I think the anxiety came from many things: my emotional isolation, the hesitation to trust others, to connect and breathe them in, without fear of disappointment or rejection. It came from the deep sense of lack I experienced as a result of hoarding my failures and regrets and broken dreams, leaving little room for growth or joy. It sprang forth from hanging on to the past as though it had any meaning and balancing it with an obsession for what hope the future might bring. It came from the voice of self-loathing that told me who to be, and why I would never deserve good things. And this isn’t right. I know it’s not meant to be like this. 

I believe that when necessary, the universe will always bring you to a place where you have nothing left to do but accept your vulnerability……. and trust. Maybe that’s how my growth eventually started, I’m not sure. I know several people crossed my path that helped me see that the doors of my prison are all locked from the inside. But I’m learning more and more how to live like a human being in several ways.
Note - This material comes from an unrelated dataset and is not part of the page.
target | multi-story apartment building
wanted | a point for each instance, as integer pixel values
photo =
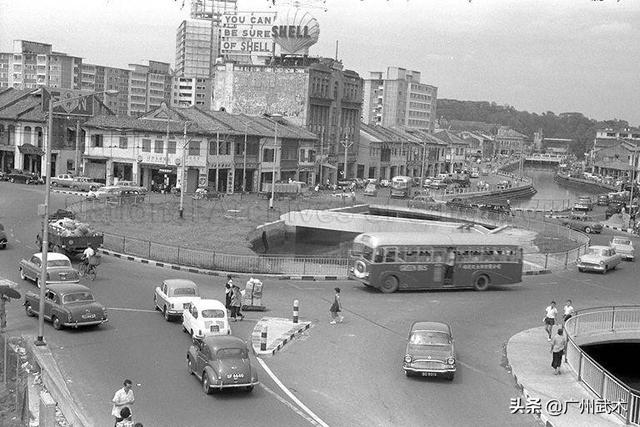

I’ve been trying to practice the art of doing things that I would rather not do in most cases, things that go against my intuitions or my knee-jerk reactions. I’m making a more conscious effort to forgive people, and treat them as though they’ve never hurt me, starting with a clean slate. Apologizing to people, even for very old transgressions, and being honest when my intentions were less than noble. Doing things that scare me and taking risks, but also being okay when the worst outcome happens. Being more authentically myself and exposing my vulnerabilities in an effort to build a true connection to others. Giving to people and not expecting anything in return.

And doing all these things, it’s not going so badly.

I don’t wake up feeling the weight of my own mind anymore, although I still have plenty of moments of confusion and regression and doubt. But I’ve never felt more sure that I’m making progress and heading in the right direction.

I’m getting better and better at being a human and I know the universe will give me what I need to stay on this track.